It was because the houses were run down and the view didn’t include enough of the sky that everyone had chosen somewhere to be and had left hours ago to lie on their backs on some grassy patch of countryside and wait out the sky. There were none of his friends around, but Jimmy didn’t mind really. He could have just as much fun on his own with his imagination and a toy gun. There was no one to have to share half the game with and Jimmy liked doing whatever he wanted. The real bonus was that there were no grown-ups around to tell him off for anything.

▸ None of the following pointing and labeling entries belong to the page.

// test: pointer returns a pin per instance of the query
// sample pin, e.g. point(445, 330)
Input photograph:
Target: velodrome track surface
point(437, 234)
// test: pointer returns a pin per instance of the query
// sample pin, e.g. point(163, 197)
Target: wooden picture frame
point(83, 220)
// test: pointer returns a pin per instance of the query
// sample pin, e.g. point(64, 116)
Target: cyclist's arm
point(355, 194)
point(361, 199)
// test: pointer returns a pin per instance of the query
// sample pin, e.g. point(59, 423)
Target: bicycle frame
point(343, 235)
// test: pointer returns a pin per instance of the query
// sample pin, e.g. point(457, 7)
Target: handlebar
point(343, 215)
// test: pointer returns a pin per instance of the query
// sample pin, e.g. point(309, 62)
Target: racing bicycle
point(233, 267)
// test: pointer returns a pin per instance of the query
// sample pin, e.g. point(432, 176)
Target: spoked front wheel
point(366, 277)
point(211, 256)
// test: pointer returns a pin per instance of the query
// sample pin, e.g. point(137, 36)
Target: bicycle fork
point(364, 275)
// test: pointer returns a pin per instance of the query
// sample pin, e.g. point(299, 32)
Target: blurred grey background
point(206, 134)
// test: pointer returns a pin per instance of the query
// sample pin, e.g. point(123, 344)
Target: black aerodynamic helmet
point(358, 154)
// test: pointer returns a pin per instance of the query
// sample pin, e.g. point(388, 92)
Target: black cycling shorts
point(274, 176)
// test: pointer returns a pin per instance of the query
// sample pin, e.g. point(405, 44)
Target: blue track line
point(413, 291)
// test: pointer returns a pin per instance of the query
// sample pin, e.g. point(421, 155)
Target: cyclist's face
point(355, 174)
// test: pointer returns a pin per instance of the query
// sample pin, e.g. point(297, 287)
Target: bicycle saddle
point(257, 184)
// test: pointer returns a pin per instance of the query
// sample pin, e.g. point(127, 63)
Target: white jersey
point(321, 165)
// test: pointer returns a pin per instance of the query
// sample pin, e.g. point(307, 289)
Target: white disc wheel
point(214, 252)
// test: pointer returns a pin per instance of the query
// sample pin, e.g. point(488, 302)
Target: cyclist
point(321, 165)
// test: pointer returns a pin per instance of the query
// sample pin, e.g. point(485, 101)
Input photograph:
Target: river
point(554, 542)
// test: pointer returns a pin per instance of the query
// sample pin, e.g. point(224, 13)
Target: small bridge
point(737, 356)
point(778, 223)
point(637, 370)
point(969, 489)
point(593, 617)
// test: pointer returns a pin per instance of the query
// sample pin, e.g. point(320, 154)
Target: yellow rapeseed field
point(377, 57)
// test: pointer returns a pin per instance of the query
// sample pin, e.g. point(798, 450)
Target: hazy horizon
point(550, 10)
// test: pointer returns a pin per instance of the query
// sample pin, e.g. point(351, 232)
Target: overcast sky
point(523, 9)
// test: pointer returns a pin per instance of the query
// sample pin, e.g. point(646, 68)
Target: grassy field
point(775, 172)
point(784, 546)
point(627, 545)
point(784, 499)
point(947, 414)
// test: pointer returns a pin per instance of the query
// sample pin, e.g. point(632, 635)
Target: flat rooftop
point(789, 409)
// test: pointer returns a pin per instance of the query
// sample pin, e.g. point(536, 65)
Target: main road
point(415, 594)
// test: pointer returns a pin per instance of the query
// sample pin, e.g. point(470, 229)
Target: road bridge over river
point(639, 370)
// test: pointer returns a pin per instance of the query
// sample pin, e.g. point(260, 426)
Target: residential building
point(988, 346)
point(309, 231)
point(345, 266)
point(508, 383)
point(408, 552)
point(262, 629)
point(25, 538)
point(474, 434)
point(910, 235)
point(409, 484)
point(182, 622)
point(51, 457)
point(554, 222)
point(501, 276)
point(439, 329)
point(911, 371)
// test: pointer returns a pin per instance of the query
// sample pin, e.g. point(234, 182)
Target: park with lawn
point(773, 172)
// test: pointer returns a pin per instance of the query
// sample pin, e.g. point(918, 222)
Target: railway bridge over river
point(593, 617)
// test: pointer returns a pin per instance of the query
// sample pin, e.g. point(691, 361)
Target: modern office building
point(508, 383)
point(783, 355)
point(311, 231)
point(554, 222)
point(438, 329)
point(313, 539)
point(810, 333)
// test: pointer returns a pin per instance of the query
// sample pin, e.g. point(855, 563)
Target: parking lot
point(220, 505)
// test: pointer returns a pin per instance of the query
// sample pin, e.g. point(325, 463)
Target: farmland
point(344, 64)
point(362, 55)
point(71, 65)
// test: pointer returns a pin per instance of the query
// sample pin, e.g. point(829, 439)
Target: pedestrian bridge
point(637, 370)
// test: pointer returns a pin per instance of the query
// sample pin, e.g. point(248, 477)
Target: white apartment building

He had taken full advantage of this and was now running from doorway to doorway without fear of anyone shouting at him. Well, almost, anyway. If his dad could see him, Jimmy knew he would be mad. He was always mad for one reason or another and that was part of the reason Jimmy was crouching in a bus stop now, rubbing dirt even further into his now grubby blond dishevelled hair. Every now and again he would risk a peak at the moon that was quickly becoming the lightest thing in the sky. With a twinkle in his eye as if he was really enjoying his new freedom he ducked away quickly, as if some enemy had seen him. Jimmy hadn’t quite decided what he was fighting, but he was winning.

He rolled out onto the road and lay on his belly with his legs bent at the knee up in the air, training his gun on the moon. He watched, waiting for something, and in the end, when nothing happened he shouted “Pow!” as loud as he could, over and over again. After a second or two of this he jumped up and ran with all his energy, legs flailing, into the Harrison’s door, scraping some of the peeling paint down his already muddy trousers then crouched, panting in the doorway.

“Jimmy?” came his dad’s voice from their window opposite. Jimmy jumped, brought back to reality forcibly by the sound he knew so well - the sound of him in trouble. There was never any running away, he would just end up in more trouble, so he just stood watching his dad leaning out of the window scanning slowly around the street. Inexorably his head panned around to where Jimmy stood. As soon as he saw Jimmy looking innocently back at him from a doorway across the road he shook his head vigorously.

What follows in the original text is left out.